NSA whistleblower: ‘UK mass surveillance may cost lives’
William Binney, who resigned from the NSA in 2001 after 36 years with the agency, will present evidence against provisions in Home Secretary Theresa May’s Investigatory Powers Bill. While targeted collection of data does work, indiscriminate bulk collection “undermines security,” he will say.
Criticizing the GCHQ “Black Hole” surveillance system, disclosed by whistleblower Edward Snowden’s leaks in 2013, Binney will say: “This approach costs lives, and has cost lives in Britain because it inundates analysts with too much data.”
Black Hole, built in 2008, reportedly creates a database of everyone in the world who has ever visited a website.
“It is 99 percent useless.

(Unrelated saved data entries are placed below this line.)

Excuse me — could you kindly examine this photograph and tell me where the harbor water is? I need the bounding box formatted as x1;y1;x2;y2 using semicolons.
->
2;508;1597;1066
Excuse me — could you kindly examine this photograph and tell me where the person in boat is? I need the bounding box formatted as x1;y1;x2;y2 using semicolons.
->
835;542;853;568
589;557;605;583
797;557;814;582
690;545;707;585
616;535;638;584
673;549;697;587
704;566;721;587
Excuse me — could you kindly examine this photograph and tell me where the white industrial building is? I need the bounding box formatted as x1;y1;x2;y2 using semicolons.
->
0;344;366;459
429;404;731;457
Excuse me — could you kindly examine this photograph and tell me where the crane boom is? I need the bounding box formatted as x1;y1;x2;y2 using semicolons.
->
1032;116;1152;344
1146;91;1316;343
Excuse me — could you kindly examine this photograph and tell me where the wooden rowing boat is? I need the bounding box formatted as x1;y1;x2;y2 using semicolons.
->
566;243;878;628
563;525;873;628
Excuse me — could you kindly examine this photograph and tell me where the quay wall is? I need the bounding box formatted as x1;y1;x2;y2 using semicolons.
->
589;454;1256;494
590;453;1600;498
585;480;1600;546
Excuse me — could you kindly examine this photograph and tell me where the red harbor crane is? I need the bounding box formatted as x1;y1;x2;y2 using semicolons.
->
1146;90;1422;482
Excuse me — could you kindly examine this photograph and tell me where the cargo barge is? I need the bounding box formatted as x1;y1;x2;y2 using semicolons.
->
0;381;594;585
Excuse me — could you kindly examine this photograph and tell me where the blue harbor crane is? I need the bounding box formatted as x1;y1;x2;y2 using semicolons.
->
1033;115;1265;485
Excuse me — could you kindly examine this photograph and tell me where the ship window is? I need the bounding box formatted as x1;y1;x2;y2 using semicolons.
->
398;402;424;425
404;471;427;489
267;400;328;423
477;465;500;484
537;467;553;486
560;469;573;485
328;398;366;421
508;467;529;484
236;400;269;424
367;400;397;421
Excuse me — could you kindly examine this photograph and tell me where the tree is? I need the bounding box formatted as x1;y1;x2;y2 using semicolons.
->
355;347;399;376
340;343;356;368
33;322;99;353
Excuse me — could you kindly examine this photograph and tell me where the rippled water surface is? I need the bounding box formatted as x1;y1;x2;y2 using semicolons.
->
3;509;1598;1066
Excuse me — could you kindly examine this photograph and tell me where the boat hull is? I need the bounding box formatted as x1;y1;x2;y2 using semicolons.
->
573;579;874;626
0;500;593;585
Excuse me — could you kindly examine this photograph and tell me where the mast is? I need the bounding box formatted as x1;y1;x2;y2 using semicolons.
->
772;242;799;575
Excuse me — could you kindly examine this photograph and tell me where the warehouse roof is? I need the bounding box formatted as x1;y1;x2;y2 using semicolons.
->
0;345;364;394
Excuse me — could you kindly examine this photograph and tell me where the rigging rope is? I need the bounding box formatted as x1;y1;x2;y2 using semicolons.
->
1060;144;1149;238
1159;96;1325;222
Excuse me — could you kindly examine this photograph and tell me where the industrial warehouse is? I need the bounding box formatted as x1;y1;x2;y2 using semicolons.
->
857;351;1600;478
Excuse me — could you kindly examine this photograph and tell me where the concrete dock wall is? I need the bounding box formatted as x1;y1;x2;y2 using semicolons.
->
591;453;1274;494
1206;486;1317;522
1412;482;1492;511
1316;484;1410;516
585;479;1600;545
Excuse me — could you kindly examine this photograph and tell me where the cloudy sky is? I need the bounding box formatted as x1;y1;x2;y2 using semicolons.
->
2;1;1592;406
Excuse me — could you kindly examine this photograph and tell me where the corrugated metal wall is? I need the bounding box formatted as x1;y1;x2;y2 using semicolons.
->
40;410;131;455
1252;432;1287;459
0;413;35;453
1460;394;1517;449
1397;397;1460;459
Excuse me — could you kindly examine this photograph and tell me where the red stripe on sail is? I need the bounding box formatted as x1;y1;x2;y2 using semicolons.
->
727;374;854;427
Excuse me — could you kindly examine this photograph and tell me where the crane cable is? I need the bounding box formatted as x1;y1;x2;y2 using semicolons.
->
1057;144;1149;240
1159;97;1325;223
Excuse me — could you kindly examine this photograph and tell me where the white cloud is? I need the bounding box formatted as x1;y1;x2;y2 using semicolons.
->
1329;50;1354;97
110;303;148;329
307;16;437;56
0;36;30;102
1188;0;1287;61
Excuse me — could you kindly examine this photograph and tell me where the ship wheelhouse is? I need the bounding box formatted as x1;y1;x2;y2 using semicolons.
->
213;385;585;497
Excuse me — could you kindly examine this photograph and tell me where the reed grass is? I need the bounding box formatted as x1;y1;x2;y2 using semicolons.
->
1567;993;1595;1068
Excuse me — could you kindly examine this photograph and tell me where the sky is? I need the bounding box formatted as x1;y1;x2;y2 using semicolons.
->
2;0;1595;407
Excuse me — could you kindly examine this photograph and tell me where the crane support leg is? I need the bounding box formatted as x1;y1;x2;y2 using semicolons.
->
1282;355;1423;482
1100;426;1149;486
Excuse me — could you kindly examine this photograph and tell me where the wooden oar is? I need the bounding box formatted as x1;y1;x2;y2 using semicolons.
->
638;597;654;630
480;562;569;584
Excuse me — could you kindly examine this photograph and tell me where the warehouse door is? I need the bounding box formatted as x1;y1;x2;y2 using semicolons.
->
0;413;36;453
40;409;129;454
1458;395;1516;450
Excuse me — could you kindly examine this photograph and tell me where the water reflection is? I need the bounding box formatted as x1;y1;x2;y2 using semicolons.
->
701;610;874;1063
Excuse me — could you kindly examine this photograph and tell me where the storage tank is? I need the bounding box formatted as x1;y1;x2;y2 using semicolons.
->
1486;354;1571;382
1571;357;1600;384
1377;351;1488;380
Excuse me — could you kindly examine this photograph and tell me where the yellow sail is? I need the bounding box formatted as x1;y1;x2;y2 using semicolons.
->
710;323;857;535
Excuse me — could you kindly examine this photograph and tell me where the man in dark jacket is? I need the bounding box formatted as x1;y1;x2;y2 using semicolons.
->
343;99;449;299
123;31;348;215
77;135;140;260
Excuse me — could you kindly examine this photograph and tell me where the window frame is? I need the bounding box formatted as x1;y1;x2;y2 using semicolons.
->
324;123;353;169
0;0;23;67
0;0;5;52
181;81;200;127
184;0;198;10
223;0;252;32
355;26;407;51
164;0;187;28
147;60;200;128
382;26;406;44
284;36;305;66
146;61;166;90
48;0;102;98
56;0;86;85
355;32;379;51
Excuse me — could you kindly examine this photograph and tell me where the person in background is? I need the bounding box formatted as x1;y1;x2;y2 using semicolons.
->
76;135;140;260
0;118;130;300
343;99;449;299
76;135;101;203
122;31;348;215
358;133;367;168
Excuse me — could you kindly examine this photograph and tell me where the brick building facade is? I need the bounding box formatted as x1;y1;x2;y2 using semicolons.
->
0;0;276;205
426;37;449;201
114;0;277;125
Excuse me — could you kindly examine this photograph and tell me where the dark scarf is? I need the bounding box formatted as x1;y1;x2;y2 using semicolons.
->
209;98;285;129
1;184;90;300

Who wants to know everyone who has ever [been] at Google or the BBC? We have known for decades that that swamps analysts,” Binney will say to Parliament on Wednesday, the Guardian has learned.
In an interview with Wired ahead of his appearance, the former NSA man said: “Retroactively analyzing people, anybody you want, any time you want, that’s certainly possible with bulk acquisition of data, but that’s certainly not what democracies are built on. That’s what totalitarian states are built on.”
Binney, after leaving the NSA, has spoken out publically against its practices and is expected to say a large-scale surveillance plan failed to prevent the 9/11 attacks.
“The US large-scale surveillance plan failed. It had to be abandoned in 2005. Checks afterwards showed that communications from the terrorists had been collected, but not looked at in time.”
Binney will say: “Britain should not go further down this road and risk making the same mistakes as my country did, or they will end up perpetuating the loss of life.”